Remove tRNA and rRNA from RNA-Seq data

2017-10-06 1 min read

When analyzing RNA-Seq data, rRNA and tRNA reads can be removed from the sequencing files. Here, I briefly describe how to do this step using ERNE

Prepare software

Download software from https://sourceforge.net/projects/erne/files/2.1.1/

Unzip and move erne-create and erne-filter to ~/local/bin

Install Seqkit conda install -c bioconda seqkit to use rmdup that remove duplicated fasta files.

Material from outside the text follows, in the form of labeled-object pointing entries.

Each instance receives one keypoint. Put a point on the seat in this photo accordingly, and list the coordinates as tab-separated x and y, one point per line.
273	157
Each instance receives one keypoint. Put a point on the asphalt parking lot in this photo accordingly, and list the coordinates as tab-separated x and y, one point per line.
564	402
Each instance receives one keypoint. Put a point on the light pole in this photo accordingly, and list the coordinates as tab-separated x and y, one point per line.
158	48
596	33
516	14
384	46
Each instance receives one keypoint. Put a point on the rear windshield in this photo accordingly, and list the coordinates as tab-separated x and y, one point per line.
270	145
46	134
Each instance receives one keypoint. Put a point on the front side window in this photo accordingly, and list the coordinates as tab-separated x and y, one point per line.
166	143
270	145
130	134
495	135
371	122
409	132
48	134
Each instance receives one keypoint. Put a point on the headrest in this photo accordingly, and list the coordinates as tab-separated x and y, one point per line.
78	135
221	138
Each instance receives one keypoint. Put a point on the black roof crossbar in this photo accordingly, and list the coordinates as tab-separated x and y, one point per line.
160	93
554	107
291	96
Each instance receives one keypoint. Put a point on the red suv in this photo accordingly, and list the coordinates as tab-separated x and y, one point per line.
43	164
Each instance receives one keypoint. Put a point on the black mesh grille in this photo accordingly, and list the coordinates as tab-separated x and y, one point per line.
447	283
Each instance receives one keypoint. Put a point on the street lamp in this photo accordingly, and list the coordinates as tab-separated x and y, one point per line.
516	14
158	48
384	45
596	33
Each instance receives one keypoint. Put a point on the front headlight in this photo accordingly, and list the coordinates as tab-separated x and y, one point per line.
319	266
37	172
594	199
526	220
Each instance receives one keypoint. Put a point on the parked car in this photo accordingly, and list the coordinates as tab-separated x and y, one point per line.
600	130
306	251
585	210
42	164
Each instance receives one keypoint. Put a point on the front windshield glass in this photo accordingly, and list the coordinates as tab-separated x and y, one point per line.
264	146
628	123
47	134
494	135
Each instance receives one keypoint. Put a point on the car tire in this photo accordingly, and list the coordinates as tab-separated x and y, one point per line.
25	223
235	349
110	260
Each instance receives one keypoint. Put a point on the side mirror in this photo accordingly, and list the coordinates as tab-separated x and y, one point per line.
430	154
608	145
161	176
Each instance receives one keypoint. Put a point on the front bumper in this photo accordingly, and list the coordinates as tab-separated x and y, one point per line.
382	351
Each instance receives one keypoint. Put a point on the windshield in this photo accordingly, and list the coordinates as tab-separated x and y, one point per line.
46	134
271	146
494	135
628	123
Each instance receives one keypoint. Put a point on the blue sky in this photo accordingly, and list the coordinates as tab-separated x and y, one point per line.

Prepare rRNA and tRNA sequence

rRNA

rRNA sequences were downloaded from Silver

wget https://www.arb-silva.de/fileadmin/silva_databases/current/Exports/SILVA_128_LSUParc_tax_silva.fasta.gz

tRNA

tRNA sequences were downloaded from GtRNAdb.

wget http://gtrnadb2009.ucsc.edu/download/tRNAs/GtRNAdb-all-tRNAs.fa.gz

Combine two fasta files together and remove duplicate

Combine two fasta files as contaminate_rna.fa.

cat GtRNAdb-all-tRNAs.fa SILVA_128_LSUParc_tax_silva.fasta > contaminate_rna.fa
cat contaminate_rna.fa |seqkit rmdup -o contaminate_rna_uniq.fa

Prepare allign file

erne-create --output-prefix contaminate_rna --fasta contaminate_rna_uniq.fa & # takes about three hours

Run erne-filter to remove rRNA/tRNA

erne-filter --contamination-reference contaminate_rna.ebh --threads 20 --query1 test_trimmed.fq --output-prefix rmcontac&

As a result, the clean file rmcontac_1.fastq has 55167445 sequences, while the original file has 55301662 sequences. Over 99.76% of reads retained. This step is probably more important for small RNA-sequencing.